La géopolitique est restée au centre des préoccupations, les tensions persistantes entre les États-Unis et l’Iran influençant l’appétit pour le risque, alors même que Téhéran a indiqué que les discussions et échanges de messages avec Washington se poursuivaient sans issue claire. Par ailleurs, l’ancien président de la Réserve fédérale, Jerome Powell, a averti que permettre aux présidents de destituer des responsables de la Fed pour des désaccords de politique monétaire nuirait à la confiance du public. Vendredi, les créations d’emplois aux États-Unis sont attendues à +96 000 en mai et le taux de chômage est anticipé stable à 4,3 %, des résultats susceptibles d’influencer le dollar et la paire.
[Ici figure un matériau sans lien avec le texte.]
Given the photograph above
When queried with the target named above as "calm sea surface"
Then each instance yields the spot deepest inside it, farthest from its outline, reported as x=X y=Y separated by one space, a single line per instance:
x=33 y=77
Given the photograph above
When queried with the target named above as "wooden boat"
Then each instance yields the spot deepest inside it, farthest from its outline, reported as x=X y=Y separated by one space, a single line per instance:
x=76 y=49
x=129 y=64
Le NZD demeure également sensible au commerce lié à la Chine, aux prix des produits laitiers et à la politique de la Reserve Bank of New Zealand, qui vise une inflation de 1 % à 3 % autour d’un point médian de 2 %, ainsi qu’aux différentiels de taux face à la Fed.
Données chinoises contrastées et rapport sur l’emploi américain : clés pour l’orientation du NZD/USD
Nous constatons que le NZD/USD reste sous pression autour de 0,5975, plombé par des signaux mitigés en provenance de l’économie chinoise. Si le dernier PMI manufacturier chinois à 51,8 traduit une expansion, il marque un ralentissement par rapport au mois précédent. Notre attention se tourne désormais clairement vers les États-Unis pour donner la direction dans les prochains jours.
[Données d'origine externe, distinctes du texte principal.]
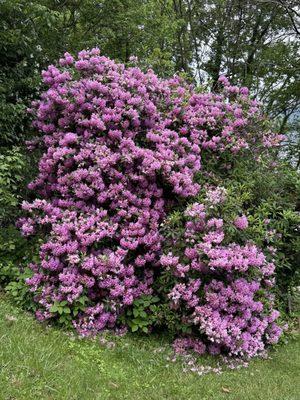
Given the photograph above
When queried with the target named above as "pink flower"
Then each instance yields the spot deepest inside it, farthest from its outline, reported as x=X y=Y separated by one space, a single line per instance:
x=241 y=222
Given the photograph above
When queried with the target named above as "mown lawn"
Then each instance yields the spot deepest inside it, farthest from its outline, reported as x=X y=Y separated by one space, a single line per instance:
x=41 y=363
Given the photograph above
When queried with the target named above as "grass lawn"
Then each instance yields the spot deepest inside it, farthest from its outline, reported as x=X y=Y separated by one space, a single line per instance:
x=40 y=363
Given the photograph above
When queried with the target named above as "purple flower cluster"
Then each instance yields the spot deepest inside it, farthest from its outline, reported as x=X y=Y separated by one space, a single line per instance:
x=119 y=148
x=223 y=290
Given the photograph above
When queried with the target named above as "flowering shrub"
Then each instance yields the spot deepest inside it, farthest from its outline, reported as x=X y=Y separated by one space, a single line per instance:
x=222 y=290
x=122 y=149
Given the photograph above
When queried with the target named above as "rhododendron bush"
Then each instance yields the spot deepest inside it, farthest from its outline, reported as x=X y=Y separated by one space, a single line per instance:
x=121 y=150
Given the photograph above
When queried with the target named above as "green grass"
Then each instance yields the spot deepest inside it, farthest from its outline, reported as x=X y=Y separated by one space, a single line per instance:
x=41 y=363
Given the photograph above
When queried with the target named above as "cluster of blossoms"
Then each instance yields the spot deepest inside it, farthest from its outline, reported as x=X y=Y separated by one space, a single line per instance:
x=120 y=147
x=222 y=290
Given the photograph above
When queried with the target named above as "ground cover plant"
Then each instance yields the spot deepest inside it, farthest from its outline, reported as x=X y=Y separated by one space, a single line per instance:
x=131 y=213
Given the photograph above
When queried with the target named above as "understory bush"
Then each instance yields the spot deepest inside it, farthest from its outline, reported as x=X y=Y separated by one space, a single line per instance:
x=141 y=219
Le principal rendez-vous de la semaine sera le rapport sur l’emploi américain (Nonfarm Payrolls) vendredi. Le marché n’anticipe qu’un faible gain de 96 000 emplois, ce qui, si cela se confirme, signalerait un net refroidissement du marché du travail américain par rapport aux chiffres nettement plus robustes observés ces deux dernières années. Une publication décevante pourrait accentuer la pression sur la Réserve fédérale pour envisager des baisses de taux plus tôt que prévu, un facteur défavorable pour le dollar.
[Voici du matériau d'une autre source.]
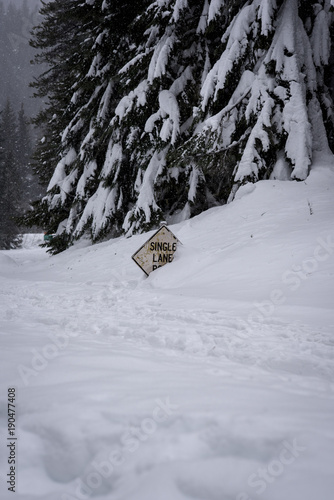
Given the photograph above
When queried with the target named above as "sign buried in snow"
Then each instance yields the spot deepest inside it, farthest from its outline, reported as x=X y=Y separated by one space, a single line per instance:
x=156 y=251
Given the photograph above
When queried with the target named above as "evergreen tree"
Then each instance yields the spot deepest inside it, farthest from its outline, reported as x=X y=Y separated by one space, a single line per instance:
x=10 y=181
x=31 y=190
x=166 y=113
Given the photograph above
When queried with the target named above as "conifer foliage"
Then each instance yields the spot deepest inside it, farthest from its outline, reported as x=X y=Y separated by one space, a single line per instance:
x=159 y=110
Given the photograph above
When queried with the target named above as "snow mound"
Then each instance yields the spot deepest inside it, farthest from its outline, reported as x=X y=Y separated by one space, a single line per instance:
x=208 y=379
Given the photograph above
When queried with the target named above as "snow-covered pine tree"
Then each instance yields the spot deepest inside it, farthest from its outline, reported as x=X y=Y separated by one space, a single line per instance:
x=10 y=180
x=264 y=103
x=84 y=44
x=199 y=98
x=137 y=189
RBNZ restrictive, Fed plus accommodante et positionnement stratégique
Du côté néo-zélandais, certains éléments apportent un soutien de fond. La dernière enchère Global Dairy Trade a vu les prix progresser de 1,8 %, offrant un léger coup de pouce au principal secteur exportateur du pays. Par ailleurs, la Reserve Bank of New Zealand reste concentrée sur une inflation domestique persistante, maintenant pour l’instant une politique monétaire restrictive.
Cela crée une configuration potentiellement favorable au kiwi, à mesure que se dessine une divergence accrue entre une RBNZ restrictive et une Fed potentiellement plus accommodante. Historiquement, lorsque la RBNZ maintient des taux élevés tandis que la Fed est attendue en phase de baisse, le différentiel de taux joue en faveur du NZD. Nous estimons que cette dynamique constituera un moteur majeur de la paire dans les semaines à venir.
Compte tenu des statistiques américaines à fort impact attendues plus tard cette semaine, nous jugeons que l’achat d’options d’achat (calls) NZD/USD à courte maturité constitue une stratégie pertinente. Ce positionnement permet de tirer parti d’un éventuel mouvement haussier marqué si les données sur l’emploi américain ressortent nettement sous les attentes. La stratégie limite efficacement le risque de baisse à la prime payée.
Il convient toutefois de prendre en compte les risques susceptibles de brider les gains du kiwi. Les inquiétudes persistantes sur le rythme de la reprise chinoise et toute escalade des tensions au Moyen-Orient pourraient déclencher un mouvement de fuite vers la qualité. Un tel climat « risk-off » sur les marchés mondiaux favoriserait le dollar, valeur refuge, et plafonnerait toute hausse du NZD/USD.